Multiple gpu for translation

Can i use multiple gpu for translation server? if yes, how to do that?

If you use OpenNMT-py
Please add below option

–gpuid, -gpuid

Deprecated see world_size and gpu_ranks.

Default: []

–gpu_ranks, -gpu_ranks

list of ranks of each process.

Default: []

–world_size, -world_size

total number of distributed processes.

Default: 1

If you use OpenNMT-tf please add below option

–num_gpus 4

And set


hi park,
is it applicable for translation as well?

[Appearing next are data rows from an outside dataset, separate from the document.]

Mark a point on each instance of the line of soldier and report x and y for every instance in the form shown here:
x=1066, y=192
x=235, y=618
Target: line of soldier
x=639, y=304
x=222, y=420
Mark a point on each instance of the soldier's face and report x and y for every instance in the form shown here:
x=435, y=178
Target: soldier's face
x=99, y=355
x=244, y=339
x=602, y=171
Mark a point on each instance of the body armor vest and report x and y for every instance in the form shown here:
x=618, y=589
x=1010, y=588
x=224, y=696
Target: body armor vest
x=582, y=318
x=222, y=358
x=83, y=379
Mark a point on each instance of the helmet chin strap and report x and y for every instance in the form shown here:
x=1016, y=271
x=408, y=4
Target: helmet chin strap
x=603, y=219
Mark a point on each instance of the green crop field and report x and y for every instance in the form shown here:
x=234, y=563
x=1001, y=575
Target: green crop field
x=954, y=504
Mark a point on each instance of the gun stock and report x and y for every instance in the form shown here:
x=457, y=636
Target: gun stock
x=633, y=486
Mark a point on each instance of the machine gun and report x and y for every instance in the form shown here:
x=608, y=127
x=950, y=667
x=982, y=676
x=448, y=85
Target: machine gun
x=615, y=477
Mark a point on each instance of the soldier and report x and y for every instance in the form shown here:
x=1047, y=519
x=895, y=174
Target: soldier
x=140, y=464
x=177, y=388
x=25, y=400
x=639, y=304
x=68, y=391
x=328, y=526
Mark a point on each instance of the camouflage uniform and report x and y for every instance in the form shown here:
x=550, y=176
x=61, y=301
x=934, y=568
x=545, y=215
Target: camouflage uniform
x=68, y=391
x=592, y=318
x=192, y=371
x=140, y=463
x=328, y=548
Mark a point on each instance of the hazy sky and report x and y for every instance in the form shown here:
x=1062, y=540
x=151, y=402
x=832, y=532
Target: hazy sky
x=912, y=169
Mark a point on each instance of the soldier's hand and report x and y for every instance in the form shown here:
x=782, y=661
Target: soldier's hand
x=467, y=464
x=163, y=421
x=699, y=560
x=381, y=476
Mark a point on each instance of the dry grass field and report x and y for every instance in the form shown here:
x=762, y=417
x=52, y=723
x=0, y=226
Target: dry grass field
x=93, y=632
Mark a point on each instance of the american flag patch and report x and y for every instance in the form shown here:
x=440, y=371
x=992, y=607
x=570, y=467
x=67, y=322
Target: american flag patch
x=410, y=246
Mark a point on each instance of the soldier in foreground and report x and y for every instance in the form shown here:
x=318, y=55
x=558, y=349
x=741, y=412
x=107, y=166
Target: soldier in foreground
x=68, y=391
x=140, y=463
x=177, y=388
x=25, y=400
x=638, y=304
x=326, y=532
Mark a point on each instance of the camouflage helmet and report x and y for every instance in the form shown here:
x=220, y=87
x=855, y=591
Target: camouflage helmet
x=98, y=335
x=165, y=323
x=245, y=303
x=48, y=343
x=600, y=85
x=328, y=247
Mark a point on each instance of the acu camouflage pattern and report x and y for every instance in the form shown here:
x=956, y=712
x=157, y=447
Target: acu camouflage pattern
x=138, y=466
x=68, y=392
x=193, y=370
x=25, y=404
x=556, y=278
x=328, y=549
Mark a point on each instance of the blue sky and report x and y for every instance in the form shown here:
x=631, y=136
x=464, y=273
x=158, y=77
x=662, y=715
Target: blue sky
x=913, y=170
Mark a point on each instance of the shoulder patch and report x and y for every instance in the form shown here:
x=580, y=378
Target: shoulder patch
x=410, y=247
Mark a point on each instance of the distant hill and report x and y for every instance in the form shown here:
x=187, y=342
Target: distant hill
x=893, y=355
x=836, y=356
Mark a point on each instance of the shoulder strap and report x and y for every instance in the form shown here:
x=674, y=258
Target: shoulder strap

I know that while training I can employ multiple GPUs but what I am asking here is for translation only??

MultiGPU can be applied to all tasks .

i tried adding it to conf.json for my translation server like this but it was accepting only one gpu argument not an array.
“models_root”: “./available_models”,
“models”: [
“id”: 1,
“model”: “”,
“timeout”: 600,
“on_timeout”: “to_cpu”,
“load”: true,
“opt”: {
“beam_size”: 5,

can you tell what am i missing?

That’s not correct. Only training can make use of multiple GPUs.

For a translation server, the recommended approach is to start a server on each GPU and have an external system that does load balancing. This external system is not part of OpenNMT.

1 Like

Okay Thanks for you apply

In case anyone is searching for this error message I had a similar issue. I copied gpu_ranks: [0, 1] and world_size: 2 from the docs with one GPU and got the error:

RuntimeError: cuda runtime error (101) : invalid device ordinal at /pytorch/torch/csrc/cuda/Module.cpp:59

Changing to gpu_rank: [0] and world_size: 1 fixed the issue for me.